Managing Load with Time-based and Load-based Instances
As your incoming traffic varies, your stack may have either too few instances to comfortably handle the load or more instances than necessary. You can save both time and money by using time-based or load-based instances to automatically increase or decrease a layer's instances so that you always have enough instances to adequately handle incoming traffic without paying for unneeded capacity. There's no need to monitor server loads or manually start or stop instances. In addition, time- and load-based instances automatically distribute, scale, and balance applications over multiple Availability Zones within a region, giving you geographic redundancy and scalability.
Automatic scaling is based on two instance types, which adjust a layer's online instances based on different criteria:
They allow a stack to handle loads that follow a predictable pattern by including instances that run only at certain times or on certain days. For example, you could start some instances after 6PM to perform nightly backup tasks or stop some instances on weekends when traffic is lower.
They allow a stack to handle variable loads by starting additional instances when traffic is high and stopping instances when traffic is low, based on any of several load metrics. For example, you can have AWS OpsWorks start instances when the average CPU utilization exceeds 80% and stop instances when the average CPU load falls below 60%.

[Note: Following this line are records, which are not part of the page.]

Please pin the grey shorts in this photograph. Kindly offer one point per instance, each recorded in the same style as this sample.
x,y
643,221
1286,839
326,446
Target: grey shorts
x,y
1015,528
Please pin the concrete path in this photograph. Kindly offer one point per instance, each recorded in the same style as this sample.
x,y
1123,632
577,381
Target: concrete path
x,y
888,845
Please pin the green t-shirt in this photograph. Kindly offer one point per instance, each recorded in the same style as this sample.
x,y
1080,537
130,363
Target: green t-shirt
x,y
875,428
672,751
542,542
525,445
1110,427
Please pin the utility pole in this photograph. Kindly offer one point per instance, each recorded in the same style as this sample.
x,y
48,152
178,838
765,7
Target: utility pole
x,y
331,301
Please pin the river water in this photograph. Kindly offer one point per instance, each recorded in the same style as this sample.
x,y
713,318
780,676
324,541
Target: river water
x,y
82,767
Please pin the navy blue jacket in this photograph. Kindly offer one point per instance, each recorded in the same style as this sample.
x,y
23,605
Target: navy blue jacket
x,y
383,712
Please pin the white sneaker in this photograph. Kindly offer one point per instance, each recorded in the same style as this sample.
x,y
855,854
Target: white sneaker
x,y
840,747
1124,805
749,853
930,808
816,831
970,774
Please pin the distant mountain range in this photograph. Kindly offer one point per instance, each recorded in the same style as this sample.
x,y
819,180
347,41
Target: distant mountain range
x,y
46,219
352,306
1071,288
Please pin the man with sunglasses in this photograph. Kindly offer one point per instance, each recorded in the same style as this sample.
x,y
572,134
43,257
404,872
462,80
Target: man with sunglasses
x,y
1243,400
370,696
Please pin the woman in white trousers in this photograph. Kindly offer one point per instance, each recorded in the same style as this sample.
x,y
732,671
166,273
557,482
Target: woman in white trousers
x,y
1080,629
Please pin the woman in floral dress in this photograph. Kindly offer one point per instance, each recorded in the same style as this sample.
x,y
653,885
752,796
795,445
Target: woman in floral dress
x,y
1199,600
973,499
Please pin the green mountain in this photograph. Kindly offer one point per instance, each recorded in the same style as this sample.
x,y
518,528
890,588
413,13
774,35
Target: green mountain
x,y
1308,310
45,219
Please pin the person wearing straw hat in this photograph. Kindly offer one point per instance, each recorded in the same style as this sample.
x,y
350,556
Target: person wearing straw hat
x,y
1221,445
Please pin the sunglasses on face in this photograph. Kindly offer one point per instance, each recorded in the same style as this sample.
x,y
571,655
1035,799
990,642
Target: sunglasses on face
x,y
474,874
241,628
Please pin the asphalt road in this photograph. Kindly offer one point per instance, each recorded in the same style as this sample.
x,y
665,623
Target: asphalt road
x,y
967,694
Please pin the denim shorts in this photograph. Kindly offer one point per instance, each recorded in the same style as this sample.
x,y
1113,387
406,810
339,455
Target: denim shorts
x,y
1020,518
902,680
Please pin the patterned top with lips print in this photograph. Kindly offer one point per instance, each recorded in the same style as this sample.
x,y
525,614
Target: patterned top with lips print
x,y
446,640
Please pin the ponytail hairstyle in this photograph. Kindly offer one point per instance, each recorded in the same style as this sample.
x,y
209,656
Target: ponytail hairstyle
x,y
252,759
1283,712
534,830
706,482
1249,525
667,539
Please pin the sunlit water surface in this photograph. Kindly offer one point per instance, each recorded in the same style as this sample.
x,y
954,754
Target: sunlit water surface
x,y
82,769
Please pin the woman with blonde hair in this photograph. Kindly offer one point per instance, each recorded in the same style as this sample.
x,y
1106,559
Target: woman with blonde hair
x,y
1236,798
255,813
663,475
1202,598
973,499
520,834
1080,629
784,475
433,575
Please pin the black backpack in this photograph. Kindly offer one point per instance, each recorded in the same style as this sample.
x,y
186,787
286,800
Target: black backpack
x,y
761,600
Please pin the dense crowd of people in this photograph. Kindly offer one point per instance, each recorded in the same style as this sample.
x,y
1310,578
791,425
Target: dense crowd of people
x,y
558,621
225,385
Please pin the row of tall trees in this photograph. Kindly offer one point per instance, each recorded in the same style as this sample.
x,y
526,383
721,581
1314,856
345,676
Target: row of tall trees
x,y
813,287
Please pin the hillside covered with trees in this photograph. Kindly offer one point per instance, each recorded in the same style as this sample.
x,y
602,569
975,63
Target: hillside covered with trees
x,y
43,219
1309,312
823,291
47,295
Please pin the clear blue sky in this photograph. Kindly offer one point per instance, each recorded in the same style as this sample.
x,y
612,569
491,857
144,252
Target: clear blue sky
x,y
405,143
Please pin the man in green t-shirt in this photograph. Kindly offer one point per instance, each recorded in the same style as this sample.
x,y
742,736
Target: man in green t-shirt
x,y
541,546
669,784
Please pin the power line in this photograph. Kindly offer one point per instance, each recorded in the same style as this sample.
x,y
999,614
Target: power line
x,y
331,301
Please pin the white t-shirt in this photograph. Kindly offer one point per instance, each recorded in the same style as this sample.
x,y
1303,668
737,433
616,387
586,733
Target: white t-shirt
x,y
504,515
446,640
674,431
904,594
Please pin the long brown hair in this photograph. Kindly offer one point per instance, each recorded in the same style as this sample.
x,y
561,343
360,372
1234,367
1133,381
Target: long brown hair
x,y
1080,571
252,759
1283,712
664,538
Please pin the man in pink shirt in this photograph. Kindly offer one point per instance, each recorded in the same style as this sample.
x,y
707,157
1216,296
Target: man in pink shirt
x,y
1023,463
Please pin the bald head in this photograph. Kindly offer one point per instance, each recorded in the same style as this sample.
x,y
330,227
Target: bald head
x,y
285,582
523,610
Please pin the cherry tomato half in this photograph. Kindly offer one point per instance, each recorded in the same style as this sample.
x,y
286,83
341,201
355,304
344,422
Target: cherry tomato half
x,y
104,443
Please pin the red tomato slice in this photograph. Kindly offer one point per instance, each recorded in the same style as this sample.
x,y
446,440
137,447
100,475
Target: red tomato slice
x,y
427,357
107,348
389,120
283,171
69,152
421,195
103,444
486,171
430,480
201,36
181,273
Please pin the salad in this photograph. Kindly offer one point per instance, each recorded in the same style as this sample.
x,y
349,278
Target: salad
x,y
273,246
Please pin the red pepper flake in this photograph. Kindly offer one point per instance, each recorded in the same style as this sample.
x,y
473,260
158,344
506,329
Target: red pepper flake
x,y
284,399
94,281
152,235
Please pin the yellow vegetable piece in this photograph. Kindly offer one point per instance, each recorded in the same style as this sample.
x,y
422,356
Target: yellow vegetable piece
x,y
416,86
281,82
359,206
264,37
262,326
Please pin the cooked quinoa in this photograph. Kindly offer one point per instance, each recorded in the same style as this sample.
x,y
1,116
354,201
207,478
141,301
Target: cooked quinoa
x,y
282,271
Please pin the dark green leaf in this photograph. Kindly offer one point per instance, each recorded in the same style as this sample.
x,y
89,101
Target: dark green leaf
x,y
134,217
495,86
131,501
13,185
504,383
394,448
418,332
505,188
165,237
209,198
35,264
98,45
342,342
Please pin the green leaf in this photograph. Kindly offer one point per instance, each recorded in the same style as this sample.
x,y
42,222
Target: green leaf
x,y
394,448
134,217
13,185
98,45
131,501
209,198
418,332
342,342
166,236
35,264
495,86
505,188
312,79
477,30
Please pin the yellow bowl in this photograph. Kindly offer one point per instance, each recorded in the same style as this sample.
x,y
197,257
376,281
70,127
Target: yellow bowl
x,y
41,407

Both time-based and load-based instances are supported for Windows and Linux stacks.
Unlike 24/7 instances, which you must start and stop manually, you do not start or stop time-based or load-based instances yourself. Instead, you configure the instances and AWS OpsWorks starts or stops them based on their configuration. For example, you configure time-based instances to start and stop on a specified schedule. AWS OpsWorks then starts and stops the instances according to that configuration.
A common practice is to use all three instance types together, as follows.
A set 24/7 instances to handle the base load. You typically just start these instances and let them run continuously.
A set of time-based instances, which AWS OpsWorks starts and stops to handle predictable traffic variations. For example, if your traffic is highest during working hours, you would configure the time-based instances to start in the morning and shut down in the evening.
A set of load-based instances, which AWS OpsWorks starts and stops to handle unpredictable traffic variations. AWS OpsWorks starts them when the load approaches the capacity of the stacks' 24/7 and time-based instances, and stops them when the traffic returns to normal..
For more information on how to use these scaling times, see Optimizing the Number of Servers.
If you have created apps for the instances' layer or created custom cookbooks, AWS OpsWorks automatically deploys the latest version to time-based and load-based instances when they are first started. However, AWS OpsWorks does not necessarily deploy the latest cookbooks to restarted offline instances. For more information, see Editing Apps and Updating Custom Cookbooks.
How Load-based Scaling Differs from Auto Healing
Automatic load-based scaling uses load metrics that are averaged across all running instances. If the metrics remain between the specified thresholds, AWS OpsWorks does not start or stop any instances. With auto healing, on the other hand, AWS OpsWorks automatically starts a new instance with the same configuration when an instance stops responding. The instance may not be able to respond due to a network issue or some problem with the instance.
For example, suppose that your CPU upscaling threshold is 80%, and then one instance stops responding.
If auto healing is disabled, and the remaining running instances are able to keep average CPU utilization below 80%, AWS OpsWorks does not start a new instance. It starts a replacement instance only if the average CPU utilization across the remaining instances exceeds 80%.
If auto healing is enabled, AWS OpsWorks starts a replacement instance irrespective of the load thresholds.